Der Bamberger Altlandrat Günther Denzler (CSU) ist ein entschiedener Kämpfer für einen Buchen-Nationalpark im fränkischen Steigerwald. Jetzt fordert Denzler, der sich mit seinem Engagement wenig Freunde in seiner Partei gemacht hat, das Fällen alter Buchen in dem früheren Ebracher Klosterwald zu stoppen. Und zwar zumindest so lange, bis Ministerpräsident Markus Söder und Forstministerin Michaela Kaniber (beide CSU) entschieden haben, wo im Steigerwald das Naturwaldreservat ausgewiesen wird, das sie angekündigt haben. Für Denzler und den "Verein Nationalpark Steigerwald" ist klar, wo dieses Reservat eingerichtet werden sollte: in eben jenem Ebracher Klosterwald, der zu den urtümlichsten Buchenwäldern Deutschlands zählt.

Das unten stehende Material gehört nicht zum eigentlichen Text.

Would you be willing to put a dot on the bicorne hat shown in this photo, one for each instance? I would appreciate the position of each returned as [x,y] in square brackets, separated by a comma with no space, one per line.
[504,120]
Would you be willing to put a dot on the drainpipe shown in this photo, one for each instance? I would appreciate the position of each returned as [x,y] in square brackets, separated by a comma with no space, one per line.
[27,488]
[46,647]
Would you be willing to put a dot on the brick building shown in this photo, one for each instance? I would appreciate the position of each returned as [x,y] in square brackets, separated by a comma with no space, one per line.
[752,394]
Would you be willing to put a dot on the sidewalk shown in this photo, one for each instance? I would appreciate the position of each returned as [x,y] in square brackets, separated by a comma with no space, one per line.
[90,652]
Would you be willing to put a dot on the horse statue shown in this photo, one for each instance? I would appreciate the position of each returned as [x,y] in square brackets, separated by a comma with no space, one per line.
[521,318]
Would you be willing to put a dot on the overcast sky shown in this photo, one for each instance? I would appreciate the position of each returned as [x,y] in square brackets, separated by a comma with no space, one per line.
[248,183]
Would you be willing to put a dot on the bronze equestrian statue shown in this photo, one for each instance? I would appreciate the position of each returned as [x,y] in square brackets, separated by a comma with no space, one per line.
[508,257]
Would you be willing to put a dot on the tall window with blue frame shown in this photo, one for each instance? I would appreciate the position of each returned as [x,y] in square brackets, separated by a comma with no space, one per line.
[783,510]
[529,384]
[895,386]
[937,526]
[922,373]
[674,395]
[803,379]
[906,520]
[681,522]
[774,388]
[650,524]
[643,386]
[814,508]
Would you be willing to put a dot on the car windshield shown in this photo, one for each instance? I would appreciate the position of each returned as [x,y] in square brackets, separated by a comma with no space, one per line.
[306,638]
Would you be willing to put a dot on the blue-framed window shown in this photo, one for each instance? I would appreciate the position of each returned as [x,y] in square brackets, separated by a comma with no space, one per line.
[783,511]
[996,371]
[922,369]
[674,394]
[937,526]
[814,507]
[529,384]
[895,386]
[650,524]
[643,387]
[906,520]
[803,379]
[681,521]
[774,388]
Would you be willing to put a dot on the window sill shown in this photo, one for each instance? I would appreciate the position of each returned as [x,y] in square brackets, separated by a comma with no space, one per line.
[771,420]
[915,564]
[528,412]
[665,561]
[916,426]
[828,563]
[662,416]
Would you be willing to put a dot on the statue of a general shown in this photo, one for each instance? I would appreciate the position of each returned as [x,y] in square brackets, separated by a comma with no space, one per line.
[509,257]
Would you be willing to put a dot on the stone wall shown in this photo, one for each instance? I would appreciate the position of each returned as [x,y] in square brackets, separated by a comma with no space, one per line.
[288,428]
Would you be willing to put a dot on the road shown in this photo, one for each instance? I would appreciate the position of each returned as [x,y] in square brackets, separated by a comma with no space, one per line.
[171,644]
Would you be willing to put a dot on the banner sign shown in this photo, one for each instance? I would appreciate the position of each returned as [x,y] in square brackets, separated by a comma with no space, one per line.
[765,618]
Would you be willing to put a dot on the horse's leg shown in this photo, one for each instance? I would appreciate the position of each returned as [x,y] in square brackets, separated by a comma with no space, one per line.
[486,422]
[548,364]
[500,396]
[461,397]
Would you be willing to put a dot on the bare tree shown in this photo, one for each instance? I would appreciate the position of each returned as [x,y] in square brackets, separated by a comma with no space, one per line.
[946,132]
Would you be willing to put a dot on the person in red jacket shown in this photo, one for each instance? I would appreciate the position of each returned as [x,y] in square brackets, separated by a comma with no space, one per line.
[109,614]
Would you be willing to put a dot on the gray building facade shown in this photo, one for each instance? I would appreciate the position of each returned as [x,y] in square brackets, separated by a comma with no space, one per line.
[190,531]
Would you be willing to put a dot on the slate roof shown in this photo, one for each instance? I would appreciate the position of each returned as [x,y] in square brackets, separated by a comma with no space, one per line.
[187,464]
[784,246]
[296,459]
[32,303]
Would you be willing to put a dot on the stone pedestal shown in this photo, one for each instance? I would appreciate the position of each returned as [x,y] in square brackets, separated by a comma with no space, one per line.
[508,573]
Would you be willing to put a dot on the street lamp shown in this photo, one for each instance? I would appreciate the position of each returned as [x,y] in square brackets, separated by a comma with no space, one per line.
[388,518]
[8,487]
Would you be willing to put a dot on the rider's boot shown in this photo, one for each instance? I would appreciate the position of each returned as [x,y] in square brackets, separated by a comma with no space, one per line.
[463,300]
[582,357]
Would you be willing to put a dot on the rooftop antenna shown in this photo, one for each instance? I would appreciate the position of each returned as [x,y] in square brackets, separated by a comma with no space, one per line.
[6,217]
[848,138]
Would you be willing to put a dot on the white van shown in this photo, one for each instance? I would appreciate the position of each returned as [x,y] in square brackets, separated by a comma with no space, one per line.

Der Streit um einen Nationalpark im Steigerwald geht seit zwölf Jahren. Vor allem Bauern, Waldbesitzer und Forstleute lehnen ein neues Schutzgebiet kategorisch ab. Die Gegner werden von dem Chef der CSU in Unterfranken und Innenstaatssekretär Gerhard Eck angeführt. Sie machen so viel Druck, dass die Staatsregierung einen Nationalpark im Steigerwald ausschließt. Selbst ein Waldschutzgebiet duldete sie bisher nicht. Als Denzler kurz vor dem Ende seiner Zeit als Bamberger Landrat den Ebracher Klosterwald unter Schutz stellte, änderte sie sogar das Naturschutzgesetz, um es annullieren zu können. Nach dem erfolgreichen "Volksbegehren Artenvielfalt - Rettet die Bienen" entdeckte Söder den Naturschutz neu und versprach die Einrichtung eines weitläufigen Naturwalds in der Region. Dort soll keine Forstwirtschaft mehr stattfinden, die Natur darf vielmehr einfach Natur sein.

Forstministerin Kaniber hat die Ausweisung des Naturwalds bereits für den Spätsommer angekündigt. Doch die Sache zieht sich. Der Hauptgrund dürfte sein, das die Nationalpark-Gegner unter ihrem Anführer Eck hinter den Kulissen Sturm laufen. Denzler und seine Verbündeten vom "Verein Nationalpark Steigerwald" drängen nun auf eine Entscheidung. Sie haben Söder und Kaniber schon vor Wochen einen Vorschlag für den neuen Naturwald unterbreitet. Danach sollte er außer dem Ebracher Klosterwald den unmittelbar an diesen anschließenden Stollbacher Forst umfassen. "Die Expertenwelt ist sich einig: Der Ebracher Klosterwald und der Stollberger Forst sind ein unschätzbar wertvolles Naturerbe", sagt Altlandrat Denzler. "Wenn Söder es ernst meint mit mehr Naturschutz in den bayerischen Wäldern, dann muss er jetzt den Knoten durchschlagen und beide unter Schutz stellen."